Conversamos sobre várias coisas, assistimos televisão juntas… nos divertimos bastante. No final do dia, assim que fui dormir, não pude deixar de lembrar a conversa que tive com Vicente.

Mas, no fundo, eu tinha confiança de que tudo terminaria bem.

Os dias que se passaram foram entediantes como qualquer outro. Professores dando milhares de conselhos para os alunos, conversas dominando a sala de aula… nessas conversas, a história da Mariana já havia sido espalhada para toda a escola, abalando ainda mais a reputação da loira.

E claro, seu herói de cabelos claros estava ali, para consolá-la.

Embora eu e Vicente não ficássemos juntos no intervalo, de vez em quando trocávamos algumas palavras. Ele ficava sozinho em um banco e eu, no outro. Patético mesmo era ver Alex e Mariana sempre juntos, sem sequer olhar em volta.

Quando me dei conta, Novembro havia chegado, trazendo com ele o clima tenso de final de ano e, para mim, ainda que fosse uma data para qual eu não ligasse tanto…

— Acorda, preguiçosa! — minha mãe exclamou, com um pouco mais de alegria que de costume — Feliz aniversário! Está fazendo dezesseis aninhos… — ela disse, me tratando como uma criança. — É seu dia, mas você tem que ir para a escola.

— Eu sei… — resmunguei — Já vou levantar…

Novembro era o mês do meu aniversário.

Eu nunca contava o dia pra ninguém, mas, devido às redes sociais, alguns acabavam descobrindo. Não que eles me dessem parabéns.

Assim que terminei minha rotina pré-escolar, entrei no ônibus e coloquei os fones. É, os anos iam passando, mas eu não perdia esse hábito.

Após uma série de aulas chatas, o intervalo finalmente chegou. Fui andando calmamente, descendo as escadas bem devagar. Quando alcancei a quadra e estava prestes a me sentar no banco de sempre, recebi uma mensagem da Karol.

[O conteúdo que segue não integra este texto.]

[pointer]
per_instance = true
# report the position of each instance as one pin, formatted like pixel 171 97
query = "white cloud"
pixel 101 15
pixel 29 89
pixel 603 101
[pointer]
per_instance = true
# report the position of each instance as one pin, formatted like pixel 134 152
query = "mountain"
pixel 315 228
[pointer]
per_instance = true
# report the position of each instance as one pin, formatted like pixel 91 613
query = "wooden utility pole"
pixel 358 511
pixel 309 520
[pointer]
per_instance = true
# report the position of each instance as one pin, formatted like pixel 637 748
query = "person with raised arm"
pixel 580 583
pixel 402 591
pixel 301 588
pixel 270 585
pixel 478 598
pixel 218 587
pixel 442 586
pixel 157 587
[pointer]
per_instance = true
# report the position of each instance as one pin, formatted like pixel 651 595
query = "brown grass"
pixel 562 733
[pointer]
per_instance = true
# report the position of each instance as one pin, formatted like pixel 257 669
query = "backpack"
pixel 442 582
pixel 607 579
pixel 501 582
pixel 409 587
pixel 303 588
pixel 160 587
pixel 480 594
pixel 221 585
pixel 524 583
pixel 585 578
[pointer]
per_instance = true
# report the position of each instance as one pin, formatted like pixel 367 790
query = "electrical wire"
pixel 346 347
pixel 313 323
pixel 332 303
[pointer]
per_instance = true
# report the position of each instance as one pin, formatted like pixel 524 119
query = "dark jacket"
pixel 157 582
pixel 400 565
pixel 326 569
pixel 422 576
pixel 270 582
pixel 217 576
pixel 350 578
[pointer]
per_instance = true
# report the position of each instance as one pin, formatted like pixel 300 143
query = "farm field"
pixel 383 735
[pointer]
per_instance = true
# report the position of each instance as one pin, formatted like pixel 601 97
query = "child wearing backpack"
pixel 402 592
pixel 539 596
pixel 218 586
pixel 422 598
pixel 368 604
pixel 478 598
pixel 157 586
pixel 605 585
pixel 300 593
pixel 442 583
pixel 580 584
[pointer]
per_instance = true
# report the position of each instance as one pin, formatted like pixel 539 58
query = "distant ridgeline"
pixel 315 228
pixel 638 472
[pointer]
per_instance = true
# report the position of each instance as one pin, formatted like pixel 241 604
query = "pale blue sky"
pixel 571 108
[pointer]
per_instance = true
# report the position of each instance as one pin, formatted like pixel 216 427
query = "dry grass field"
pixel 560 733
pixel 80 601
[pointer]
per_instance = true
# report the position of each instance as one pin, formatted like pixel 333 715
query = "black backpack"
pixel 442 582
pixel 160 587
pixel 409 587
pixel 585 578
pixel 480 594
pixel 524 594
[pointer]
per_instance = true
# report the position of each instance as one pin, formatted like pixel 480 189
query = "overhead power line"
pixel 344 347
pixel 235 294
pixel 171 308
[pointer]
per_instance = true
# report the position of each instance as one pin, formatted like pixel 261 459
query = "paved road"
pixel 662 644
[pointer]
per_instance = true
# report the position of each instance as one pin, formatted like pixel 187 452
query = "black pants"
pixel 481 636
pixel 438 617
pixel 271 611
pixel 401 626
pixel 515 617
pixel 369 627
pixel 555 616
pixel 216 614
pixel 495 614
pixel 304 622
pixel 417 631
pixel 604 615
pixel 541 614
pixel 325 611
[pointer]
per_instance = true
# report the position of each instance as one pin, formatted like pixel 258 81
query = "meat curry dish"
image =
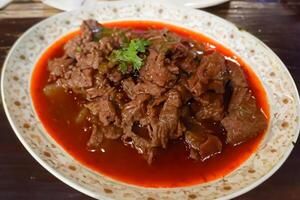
pixel 149 89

FELIZ ANIVERSÁRIO, BIA! Pensou que eu tinha esquecido, é? Pode deixar que não, ainda tentei ser a primeira a mandar parabéns pra você!

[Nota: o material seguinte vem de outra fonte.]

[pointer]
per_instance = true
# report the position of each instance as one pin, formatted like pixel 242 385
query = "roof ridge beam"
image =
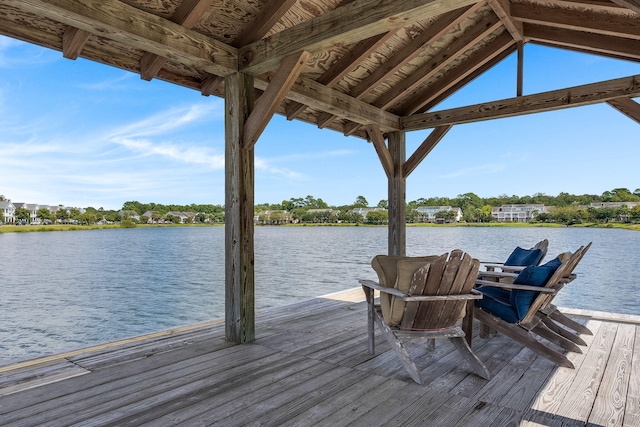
pixel 626 106
pixel 576 96
pixel 348 24
pixel 377 138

Agora é sério, parabéns, amiga. Infelizmente não tenho presente nenhum, a distância é algo que boicota de vez em quando…

Quando você chegar em casa, eu queria colocar o papo em dia. Matei aula hoje, estou com um pouco de resfriado…

Beijos e feliz aniversário de novo, haha.

PS: tenho novidades, mas só conto quando você chegar em casa. Sou má!

Não pude deixar de sorrir como uma boba. Ela lembrou do meu aniversário mesmo estando distante. Ouvi passos se aproximando e, em seguida, alguém se agachou na minha frente.

Era Vicente.

— Achou que esse ano eu não faria nada? — ele disse, rindo — Feliz aniversário, Bia.

Antes que pudesse dizer alguma coisa, ele me entregou um pequeno presente: uma fina corrente com um pingente de coração.

— Q-Que lindo… — murmurei, enquanto sentia a corrente em minhas mãos — Muito obrigada, é a primeira vez que ganho um presente de um colega da escola.

— Sério? — o com heterocromia se surpreendeu, abaixando a cabeça em seguida.

— É, mas não tem problema. — eu disse e levantei — Coloca pra mim, por favor? — perguntei, com a corrente em mãos.

Sem hesitar, ele pegou a corrente em minhas mãos e me ajudou a colocá-la no pescoço.

— Pronto! — ele disse, com um meio sorriso.

Como que, por impulso, eu o abracei com toda a minha força, o que o deixou um pouco surpreso, mas logo ele retribuiu o gesto com a mesma intensidade.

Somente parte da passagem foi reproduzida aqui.